Nome: CAPIBERIBE, Raquel
Nome Completo: RAQUEL CAPIBERIBE DA SILVA

Tipo: BIOGRAFICO


Texto Completo:

CAPIBERIBE, Raquel

*const. 1987-1988; dep. fed. AP 1987-1991 e 1995-1999.

Raquel Capiberibe da Silva nasceu em Afuá (PA) no dia 14 de dezembro de 1939, filha de José Freitas Capiberibe e de Raimunda Rodrigues Capiberibe. Seu irmão, João Alberto Capiberibe, foi secretário de Agricultura do então território do Amapá (1985-1987), prefeito de Macapá (1988-1992), duas vezes governador do estado do Amapá (1995-1999 e 1999-2002). Sua cunhada, Janete Capiberibe, foi vereadora em Macapá (1989-1990), deputada estadual (1991-2003) e deputada federal (2003-2006 e 2007-).

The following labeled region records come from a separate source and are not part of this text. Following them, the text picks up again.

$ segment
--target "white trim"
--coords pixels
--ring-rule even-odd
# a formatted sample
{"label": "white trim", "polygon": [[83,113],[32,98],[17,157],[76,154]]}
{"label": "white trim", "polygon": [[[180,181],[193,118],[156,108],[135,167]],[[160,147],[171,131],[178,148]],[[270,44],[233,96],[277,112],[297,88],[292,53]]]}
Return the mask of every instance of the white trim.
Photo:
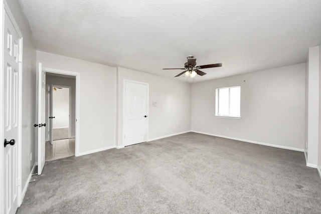
{"label": "white trim", "polygon": [[149,83],[145,83],[143,82],[139,82],[139,81],[136,81],[135,80],[128,80],[127,79],[123,79],[123,81],[122,81],[122,133],[121,134],[121,145],[119,146],[119,148],[122,148],[122,146],[129,146],[130,145],[125,145],[125,139],[124,138],[124,136],[125,134],[125,131],[126,131],[126,129],[125,129],[125,127],[126,127],[126,123],[125,123],[125,119],[126,119],[126,112],[125,111],[125,105],[126,105],[126,90],[125,90],[125,87],[126,87],[126,82],[130,82],[130,83],[136,83],[136,84],[141,84],[141,85],[144,85],[147,86],[147,100],[146,100],[146,105],[147,105],[147,110],[146,110],[146,115],[147,116],[147,118],[146,118],[147,119],[147,121],[146,122],[146,141],[147,140],[147,139],[148,139],[148,121],[149,120],[149,118],[148,117],[148,115],[149,115],[149,105],[148,104],[149,103]]}
{"label": "white trim", "polygon": [[79,147],[80,145],[80,73],[63,70],[54,69],[49,68],[43,68],[43,71],[54,74],[76,77],[76,127],[75,140],[75,156],[80,156]]}
{"label": "white trim", "polygon": [[230,139],[231,140],[238,140],[240,141],[246,142],[247,143],[254,143],[256,144],[263,145],[264,146],[271,146],[272,147],[280,148],[281,149],[285,149],[291,150],[293,151],[302,151],[302,152],[304,151],[304,150],[303,149],[299,149],[297,148],[290,147],[288,146],[280,146],[279,145],[275,145],[275,144],[272,144],[270,143],[263,143],[261,142],[254,141],[253,140],[245,140],[244,139],[237,138],[235,137],[228,137],[226,136],[223,136],[223,135],[219,135],[217,134],[210,134],[208,133],[202,132],[192,130],[191,131],[192,132],[198,133],[199,134],[206,134],[207,135],[214,136],[215,137],[223,137],[223,138]]}
{"label": "white trim", "polygon": [[317,168],[317,165],[312,164],[312,163],[306,163],[306,166],[308,166],[311,168]]}
{"label": "white trim", "polygon": [[183,132],[182,132],[176,133],[175,134],[169,134],[168,135],[162,136],[162,137],[155,137],[154,138],[148,139],[147,140],[147,142],[152,141],[153,140],[159,140],[160,139],[165,138],[166,137],[172,137],[172,136],[175,136],[175,135],[178,135],[179,134],[185,134],[186,133],[189,133],[189,132],[193,132],[193,131],[191,131],[191,130],[186,131],[183,131]]}
{"label": "white trim", "polygon": [[104,151],[105,150],[108,150],[108,149],[113,149],[114,148],[116,148],[116,146],[108,146],[108,147],[107,147],[101,148],[100,148],[100,149],[94,149],[94,150],[92,150],[91,151],[86,151],[86,152],[85,152],[79,153],[78,154],[78,156],[82,156],[82,155],[86,155],[86,154],[92,154],[93,153],[98,152],[99,152],[99,151]]}
{"label": "white trim", "polygon": [[55,127],[55,128],[53,127],[52,129],[57,129],[57,128],[69,128],[69,126],[62,126],[61,127]]}
{"label": "white trim", "polygon": [[303,152],[304,152],[304,157],[305,157],[305,163],[307,163],[307,155],[306,154],[306,151],[304,150],[303,151]]}
{"label": "white trim", "polygon": [[319,173],[319,175],[320,176],[320,179],[321,179],[321,169],[320,169],[319,166],[316,166],[316,169],[317,169],[317,172]]}
{"label": "white trim", "polygon": [[222,115],[215,115],[215,117],[217,118],[227,118],[227,119],[237,119],[238,120],[241,119],[241,117],[233,117],[232,116],[222,116]]}
{"label": "white trim", "polygon": [[30,174],[29,174],[29,176],[28,176],[28,179],[27,179],[27,183],[24,187],[24,189],[22,190],[22,192],[21,193],[21,201],[22,201],[24,200],[24,198],[25,197],[25,195],[26,194],[26,192],[27,192],[27,189],[28,188],[28,185],[29,185],[29,182],[31,180],[31,177],[32,176],[32,173],[35,171],[35,168],[36,168],[36,163],[34,164],[34,166],[32,167],[32,169],[31,169],[31,171],[30,172]]}
{"label": "white trim", "polygon": [[122,149],[123,148],[125,148],[125,146],[116,146],[116,149]]}

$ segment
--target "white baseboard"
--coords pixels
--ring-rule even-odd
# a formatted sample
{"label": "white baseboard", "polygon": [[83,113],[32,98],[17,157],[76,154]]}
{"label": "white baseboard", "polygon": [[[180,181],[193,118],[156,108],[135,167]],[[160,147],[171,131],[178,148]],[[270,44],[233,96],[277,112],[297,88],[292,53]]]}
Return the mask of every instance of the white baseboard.
{"label": "white baseboard", "polygon": [[231,140],[239,140],[240,141],[246,142],[247,143],[255,143],[256,144],[263,145],[264,146],[271,146],[273,147],[280,148],[282,149],[289,149],[289,150],[292,150],[294,151],[302,151],[302,152],[304,151],[304,150],[303,149],[299,149],[297,148],[293,148],[293,147],[290,147],[288,146],[280,146],[279,145],[271,144],[270,143],[263,143],[261,142],[257,142],[257,141],[254,141],[253,140],[245,140],[244,139],[240,139],[240,138],[237,138],[235,137],[230,137],[226,136],[219,135],[217,134],[210,134],[208,133],[202,132],[192,130],[191,131],[192,132],[198,133],[199,134],[206,134],[207,135],[214,136],[214,137],[223,137],[224,138],[230,139]]}
{"label": "white baseboard", "polygon": [[91,153],[95,153],[95,152],[98,152],[99,151],[104,151],[104,150],[107,150],[107,149],[113,149],[114,148],[116,148],[116,146],[108,146],[108,147],[107,147],[101,148],[98,149],[95,149],[95,150],[91,150],[91,151],[86,151],[86,152],[80,152],[80,153],[79,153],[78,154],[78,156],[85,155],[86,155],[86,154],[91,154]]}
{"label": "white baseboard", "polygon": [[55,127],[55,128],[53,128],[53,129],[56,129],[57,128],[69,128],[69,126],[62,126],[61,127]]}
{"label": "white baseboard", "polygon": [[317,168],[317,165],[312,164],[312,163],[306,163],[306,166],[308,166],[311,168]]}
{"label": "white baseboard", "polygon": [[31,169],[31,171],[30,172],[30,174],[29,174],[29,176],[28,176],[28,178],[27,179],[27,183],[25,185],[25,187],[22,190],[22,192],[21,193],[21,200],[22,201],[24,200],[24,198],[25,197],[25,195],[26,195],[26,192],[27,192],[27,189],[28,188],[28,185],[29,185],[29,182],[30,182],[30,180],[31,180],[31,176],[32,176],[32,173],[35,170],[35,168],[36,168],[36,163],[34,164],[34,166],[32,167],[32,169]]}
{"label": "white baseboard", "polygon": [[166,137],[172,137],[173,136],[178,135],[179,134],[185,134],[186,133],[191,132],[193,131],[186,131],[182,132],[176,133],[175,134],[169,134],[168,135],[162,136],[162,137],[155,137],[154,138],[148,139],[147,142],[152,141],[153,140],[159,140],[159,139],[165,138]]}
{"label": "white baseboard", "polygon": [[319,166],[316,166],[316,169],[317,169],[317,172],[319,173],[320,179],[321,179],[321,169],[320,169],[320,167]]}
{"label": "white baseboard", "polygon": [[125,148],[125,146],[116,146],[116,148],[117,149],[122,149],[123,148]]}

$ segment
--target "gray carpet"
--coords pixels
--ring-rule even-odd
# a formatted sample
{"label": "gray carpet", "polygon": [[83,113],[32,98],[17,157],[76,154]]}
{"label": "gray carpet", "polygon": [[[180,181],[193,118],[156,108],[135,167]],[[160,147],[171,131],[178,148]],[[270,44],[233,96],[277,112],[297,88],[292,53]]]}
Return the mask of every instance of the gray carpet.
{"label": "gray carpet", "polygon": [[69,137],[69,128],[56,128],[53,129],[53,140],[67,139]]}
{"label": "gray carpet", "polygon": [[189,133],[46,163],[18,213],[321,213],[303,152]]}

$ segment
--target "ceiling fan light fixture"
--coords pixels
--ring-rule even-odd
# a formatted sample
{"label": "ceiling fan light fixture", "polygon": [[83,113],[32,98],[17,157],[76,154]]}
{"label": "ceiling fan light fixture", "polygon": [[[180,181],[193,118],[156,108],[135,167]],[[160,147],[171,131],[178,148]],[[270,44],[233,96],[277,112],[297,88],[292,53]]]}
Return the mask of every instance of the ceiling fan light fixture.
{"label": "ceiling fan light fixture", "polygon": [[194,77],[195,76],[196,76],[196,74],[197,74],[196,73],[196,72],[195,72],[195,71],[193,71],[191,73],[191,77]]}

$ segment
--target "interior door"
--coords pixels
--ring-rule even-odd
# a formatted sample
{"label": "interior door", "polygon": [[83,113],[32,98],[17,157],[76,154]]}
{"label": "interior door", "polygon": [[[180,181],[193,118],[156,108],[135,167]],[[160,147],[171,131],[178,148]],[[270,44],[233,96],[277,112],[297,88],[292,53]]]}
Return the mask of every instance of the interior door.
{"label": "interior door", "polygon": [[[46,108],[46,129],[48,133],[48,141],[52,145],[53,143],[52,136],[53,113],[52,113],[52,85],[46,85],[47,87],[47,108]],[[48,110],[48,111],[47,111]],[[47,135],[46,135],[46,136]]]}
{"label": "interior door", "polygon": [[41,174],[45,165],[46,143],[46,72],[42,65],[38,65],[38,174]]}
{"label": "interior door", "polygon": [[147,140],[148,87],[125,81],[124,146]]}
{"label": "interior door", "polygon": [[[20,39],[7,12],[4,29],[4,213],[18,207],[18,148],[20,117]],[[1,194],[3,193],[2,192]],[[0,210],[2,212],[2,210]]]}
{"label": "interior door", "polygon": [[51,144],[52,145],[52,144],[53,143],[53,139],[54,139],[54,136],[53,135],[53,131],[52,131],[52,129],[53,129],[53,118],[54,118],[54,117],[53,116],[53,94],[52,94],[52,85],[50,85],[50,86],[49,87],[49,115],[50,115],[50,116],[51,117],[50,119],[49,119],[49,141],[50,142],[50,143],[51,143]]}

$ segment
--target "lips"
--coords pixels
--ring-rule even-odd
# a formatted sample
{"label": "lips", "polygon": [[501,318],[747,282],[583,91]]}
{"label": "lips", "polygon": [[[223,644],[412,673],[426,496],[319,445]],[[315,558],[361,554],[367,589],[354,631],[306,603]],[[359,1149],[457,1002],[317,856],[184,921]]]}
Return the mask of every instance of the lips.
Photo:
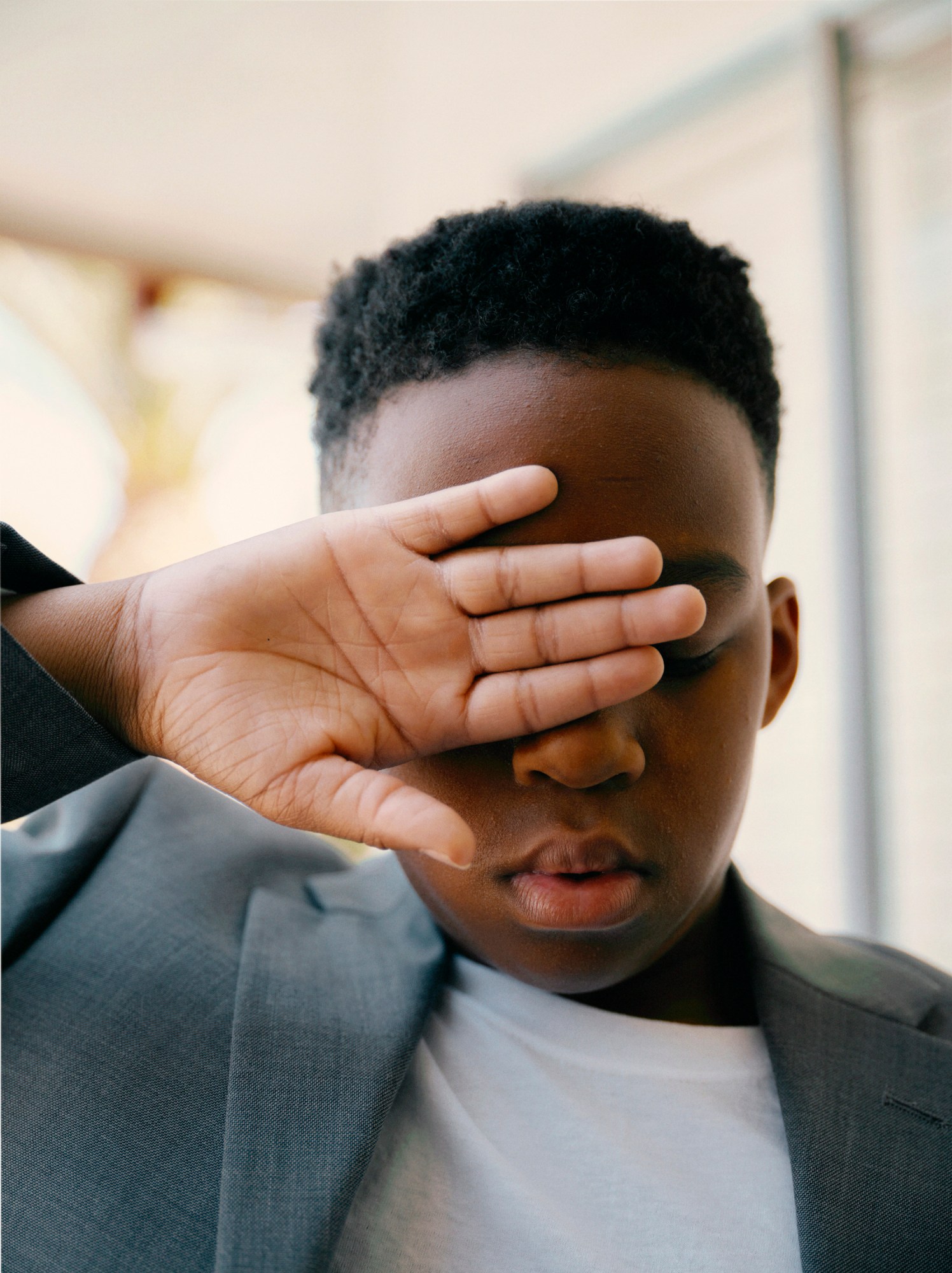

Concluiu o curso de pedagogia da Universidade Federal do Pará, em Belém, em 1962, e no ano seguinte tornou-se secretária municipal de Educação em Macapá. Algum tempo depois, em 1974, ingressou no magistério no Amapá.

No pleito de novembro de 1985, compôs como candidata a vice-prefeita a chapa encabeçada por Raimundo Azevedo Costa, do Partido do Movimento Democrático Brasileiro (PMDB), que venceu a eleição para a prefeitura de Macapá. No ano seguinte, assumiu interinamente o cargo de prefeita.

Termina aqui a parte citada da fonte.